FERC Wednesday rejected pleas attempting to overturn its order approving the Ruby Pipeline LLC project on environmental grounds.

The Summit Lake Paiute Tribe, Defenders of Wildlife and the Toiyabe Chapter of the Sierra Club challenged the the Commission’s April order, which approved the 675-mile, 42-inch diameter Ruby Pipeline project that would move 1.5 Bcf/d of Rockies natural gas from the Opal Hub in southwestern Wyoming to the Malin Hub near the Oregon-California border (see Daily GPI, April 6).

The Indian tribe and two environmental groups challenged the adequacy of the April order’s environmental analysis and the compliance with the National Environmental Policy Act (NEPA).

The Ruby line was approved by the Federal Energy Regulatory Commission (FERC) subject to compliance with 46 environmental conditions. The parties argued that the Commission’s practice of authorizing natural gas infrastructure subject to conditions does not meet the requirements of NEPA, the Natural Gas Act, Administrative Procedures Act, National Historic Preservation Act (NHPA), Federal Lands Policy and Management Act and Clean Water Act (CWA).

“We view the nature of such Commission orders granting NGA authorization subject to conditions as ‘incipient authorizations without current force and effect,’ since absent action by the applicant and other state and federal agencies, and following that further action on the part of the Commission, construction cannot begin,” the FERC order said [CP09-54].
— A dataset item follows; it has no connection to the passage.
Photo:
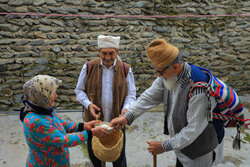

“We see no impropriety in our routine practice of issuing a final order granting authorization for a project contingent on findings of future studies and favorable decisions on requests pending before other agencies,” it added.

The agency dismissed claims by the Sierra Club and Summit Lake that the FERC order authorized activities that will result in a discharge under the CWA. As for alleged NHPA violations, the order said, “The record in this proceeding evidences a long and thorough consultation process for cultural resources along the pipeline route…This record does not support the parties’ assertion that land management agencies did not submit comments on survey reports before the April 2010 order was issued.”

The certificate authorization is conditioned on Ruby constructing and placing the facilities into service within two years, and executing precedent agreements prior to beginning construction.

Ruby so far has signed precedent agreements for approximately 1.01 Bcf/d of firm capacity for terms ranging from five to 15 years. PG&E executed a precedent agreement for 375,000 Dth/d.

The project, which has an estimated cost of $3 billion, would extend westward from Opal through Wyoming, Utah and Nevada and terminate at the Malin Hub in Klamath County, OR. It plans to interconnect with the facilities of PG&E, Gas Transmission Northwest Corp. and Tuscarora Gas Transmission in the vicinity of Malin. The project also calls for the installation of four compressor stations along the Ruby mainline, four receipt meter stations and four bidirectional delivery points. Ruby anticipates placing the pipeline in service by March 2011, according to El Paso.

In July El Paso took on private equity fund Global Infrastructure Partners as a joint venture partner for its Ruby project, adding more assurance that the Wyoming-to-Oregon pipeline will be completed (see Daily GPI, July 28, 2009).